# Any user reports on the Ultegra 6700?



## raduray (Jul 29, 2009)

I'm particularly interested in whether the new geometry is friendlier to smaller hands.


----------



## Guest (Aug 23, 2009)

Have you looked for reports on 7900, I'd think the shape of the shifters was the same or pretty close.


----------



## stoked (Aug 6, 2004)

6700 shifters have adjustable reachand similar in size to 7900. Best ergo fitting shimano shifters I tried are Di2 due to less mechanical parts in them to keep the size small.


----------



## xxxxx (Oct 31, 2008)

Yes, I've done two rides on it now. Most notable improvements are:
1. front shifting is super smooth
2. ergonomics of levers are better
3. looks better in person than in online pics
4. it comes with 2 set of shims for the levers if you have small hands


----------



## CalfeeMan (Jun 9, 2004)

*Agree..*

I have two rides and 50 miles on the newly installed 6700 group and I am very impressed. The design of the 7900 has trickled into this version of the Ultegra group...most notably the crank and shifters. I will agree with the prevous post that the aesthetics, in my opinion are really quite stunning. I think they look much better in person than in the pictures. Also, the ergonomics of the shifters are very good and do come with adjustable shims to acccomadate various hand sizes. The most impressive thing in my mind is the performance...shifts are quick and flawless. I will post an update after more miles and experience but after first two rides, I am very impressed. 
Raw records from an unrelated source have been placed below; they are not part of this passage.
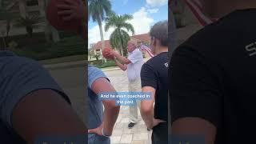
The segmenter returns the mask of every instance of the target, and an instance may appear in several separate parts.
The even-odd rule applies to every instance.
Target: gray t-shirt
[[[103,105],[98,95],[93,92],[91,86],[95,80],[99,78],[107,79],[104,73],[98,68],[88,66],[88,104],[89,104],[89,119],[88,129],[94,129],[99,126],[102,122]]]
[[[102,123],[103,104],[98,95],[91,90],[94,82],[99,78],[106,78],[104,73],[98,68],[88,66],[88,129],[98,127]],[[110,138],[100,136],[95,134],[88,134],[88,144],[110,144]]]
[[[50,89],[68,97],[39,63],[30,58],[15,56],[10,51],[0,51],[0,143],[9,142],[14,134],[12,113],[18,102],[30,93]],[[2,127],[2,128],[1,128]],[[9,137],[8,137],[9,135]]]
[[[142,53],[138,49],[135,49],[129,53],[128,59],[131,62],[127,66],[128,80],[133,82],[140,78],[141,70],[144,64]]]

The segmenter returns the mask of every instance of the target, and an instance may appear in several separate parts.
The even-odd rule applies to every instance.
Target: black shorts
[[[152,144],[167,144],[168,143],[168,123],[162,122],[153,128]]]

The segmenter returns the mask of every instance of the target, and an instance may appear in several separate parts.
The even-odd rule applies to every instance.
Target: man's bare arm
[[[151,93],[150,100],[142,100],[141,102],[141,114],[146,126],[151,128],[154,124],[154,102],[155,96],[155,89],[151,86],[142,87],[142,92]]]
[[[128,58],[122,56],[118,52],[115,52],[114,50],[112,50],[112,52],[113,52],[113,55],[114,55],[118,58],[118,60],[121,62],[121,63],[126,64],[126,65],[128,65],[129,63],[131,63],[131,62]]]
[[[114,59],[114,62],[115,64],[123,71],[126,71],[127,70],[127,65],[120,63],[117,59]]]
[[[26,96],[12,114],[14,129],[29,144],[37,136],[86,134],[86,127],[57,92],[39,90]]]

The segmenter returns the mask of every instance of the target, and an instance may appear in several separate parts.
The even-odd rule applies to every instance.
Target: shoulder
[[[91,88],[93,82],[99,78],[105,78],[107,80],[109,80],[102,70],[89,65],[88,66],[88,86]]]

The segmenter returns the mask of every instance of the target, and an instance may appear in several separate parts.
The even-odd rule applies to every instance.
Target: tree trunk
[[[19,0],[18,1],[18,6],[19,6],[19,12],[21,14],[21,16],[23,18],[26,18],[26,5],[24,0]]]
[[[121,42],[121,55],[123,56],[123,40],[122,40],[122,35],[121,34],[121,30],[118,30],[118,33],[120,35],[120,42]]]
[[[102,55],[103,55],[102,51],[103,51],[103,49],[105,48],[105,42],[104,42],[104,38],[103,38],[103,30],[102,30],[102,23],[101,15],[98,15],[98,27],[99,27],[99,33],[101,34]],[[104,57],[102,57],[102,59],[104,60],[105,62],[106,62],[106,59]]]
[[[5,36],[2,36],[2,42],[3,42],[3,48],[1,50],[5,50],[6,49],[6,42],[5,39]]]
The only negative so far is the stopping power on the brake calipers seem a little less powerful than previous Ultegra groups, but I may have a pad issue. More to follow on this point.


----------



## rumatt (Sep 13, 2009)

I'd be curious to hear more experiences from anyone who has used both 6700 and 7900. I've heard that 6700 has fixed a few of the issues people have observed with 7900 (rattles, FD cable slack, etc).

I also know that 7900 front derailleur is trimless, but I believe 6700 still has a trim. But having the trim might be a benefit if keeping the DA in tune enough to avoid rubbing is troublesome.

I'm trying to decide between 6700 and 7900 and I'm leaning toward 6700. I could use more input on whether that's silly.


----------



## xxxxx (Oct 31, 2008)

Although the FD has trim, I never need it unless I am completely cross chaining. It is nice to have the option though...


----------



## rumatt (Sep 13, 2009)

xxxxx said:


> Although the FD has trim, I never need it unless I am completely cross chaining. It is nice to have the option though...


So it just creates one more click to push through when you want to shift the FD?


----------